Proving Comparability of a Relation on the Plane (RxR): A Dilemma

[sutupidmath]

Homework Statement

Define a relation on the plane by setting:

(x_o,y_o)<(x_1,y_1) \mbox{ if either } y_0-x_0^2<y_1-x_1^2, \mbox{ or } y_o-x_o^2=y_1-x_1^2 \mbox{ and } x_0<x_1.

I have easily showed that Nonreflexivity and Transitivity hold. The only dilemma i am facing is to show that Comparability holds as well.
That is to show that for any two elements
(x_0,y_0),(x_1,y_1)\in R^2
such that :
(x_0,y_0)\not=(x_1,y_1)

then either
(x_0,y_0)<(x_1,y_1) \mbox{ or } (x_1,y_1)<(x_0,y_0)

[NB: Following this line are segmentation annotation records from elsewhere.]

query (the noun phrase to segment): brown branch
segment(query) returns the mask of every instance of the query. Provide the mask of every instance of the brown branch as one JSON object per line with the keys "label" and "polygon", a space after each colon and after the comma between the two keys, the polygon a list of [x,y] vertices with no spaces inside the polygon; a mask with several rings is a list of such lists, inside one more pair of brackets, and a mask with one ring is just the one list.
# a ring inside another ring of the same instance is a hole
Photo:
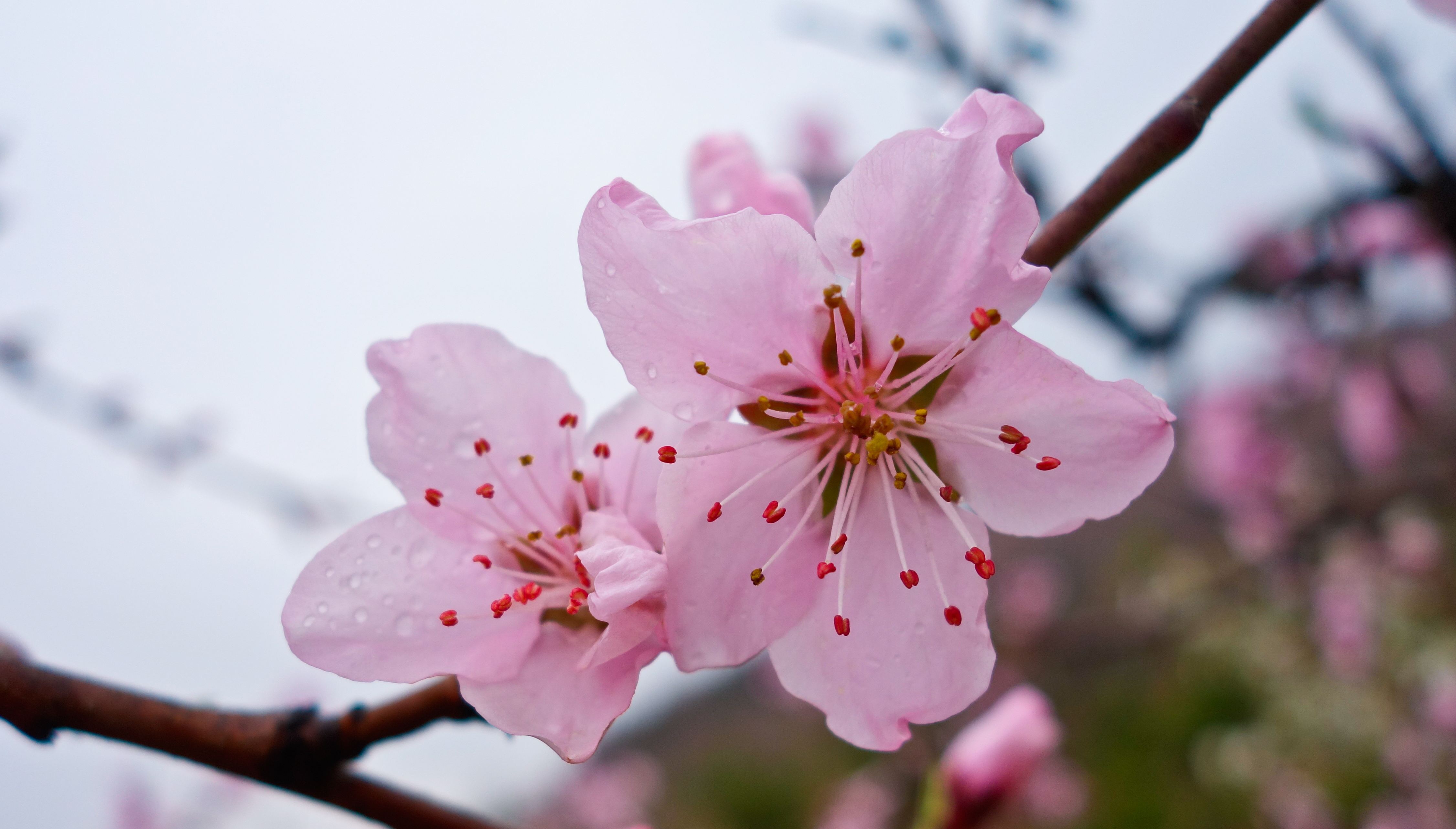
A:
{"label": "brown branch", "polygon": [[1066,258],[1127,197],[1192,146],[1214,108],[1318,4],[1319,0],[1270,0],[1182,95],[1047,221],[1026,248],[1025,259],[1050,268]]}
{"label": "brown branch", "polygon": [[48,670],[0,648],[0,718],[47,743],[84,731],[185,758],[332,803],[397,829],[494,829],[491,823],[351,774],[371,744],[473,711],[446,679],[377,708],[319,718],[313,708],[242,714],[182,705]]}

To be more specific, is proof by cases the only way to go about it, or is there any way around it? There seem to be too many cases, and i don't really want to pursue this route. I am also thinking about proving its contrapositive, but still, it looks like i would have to treat a few cases separately.

Any suggestions would be appreciated!

 

[sutupidmath]

Anyone?

 

[Hurkyl]

Too many cases?

How many do you think there are? And how involved is working through each one?

I haven't worked the problem, but my instinct says there shouldn't be much more than 4, and each one very quick. So nowhere near "too many".

 

[sutupidmath]

Ok then, let:

(x_o,y_o),(x_1,y_1)\in R^2, \mbox{ such that } (x_o,y_o)\not=(x_1,y_1).

\mbox{ Then } x_o\not=x_1 \mbox { or } y_o\not=y_1.

Without loss of generality(?) assume that

x_o<y_o \mbox{ or } y_o<y_1.----(1)

Then we would have to consider the following cases:

(i) x_o>0,x_1>0 \mbox{ or } y_o>0,y_1>0 .

(ii) x_0<0,x_1<0 \mbox{ or } y_o<0,y_1<0.

(iii) x_o<0,x_1>0 \mbox{ or } y_o<0,y_1>0.

(iv) x_o>0, x_1<0 \mbox{ or } y_o>0,y_1<0.

First, can i make the assumption on (1), and second are these all the cases or?

 

[sutupidmath]

...??

 

[HallsofIvy]

It looks pretty straight forward to me. Assume that (x_0,y_0)\ne (x_1,y_1) and (x_0, y_0) is not < (x1, y1). Then it is NOT the case that y_0- x_0^2< y_1- x_1^2 so either y_0- x_0^2> y_1- x_1^2 or y_0- x_0^2= y_1- x_1^2.
If the former, then y_1- x_1^2< y_0- x_0^2 so (x_0, y_0)< (x_1, y_1).

If the latter, then y_0- x_0^2= y_1- x_1^2 but x_0 is not less than x_1.

If x_0= x_1 then x_0^2= x_1^2 so from y_0- x_0^2= y_1- x_1^2 we get y_0= x_0 which contradicts (x_0, y_0)\ne (x_1, y_1).

If x_1< x0 then that, together with y_1- x_1^2= y_0- x_0^2 gives (x_1,y_1)< (x_0,y_0).

You still need to show that only one of those three can hold but that should be fairly easy.


We want to prove that, in that case, (x_1, y_1)< (x_0, y_0). Then

 

[sutupidmath]

Thanks! I appreciate your help!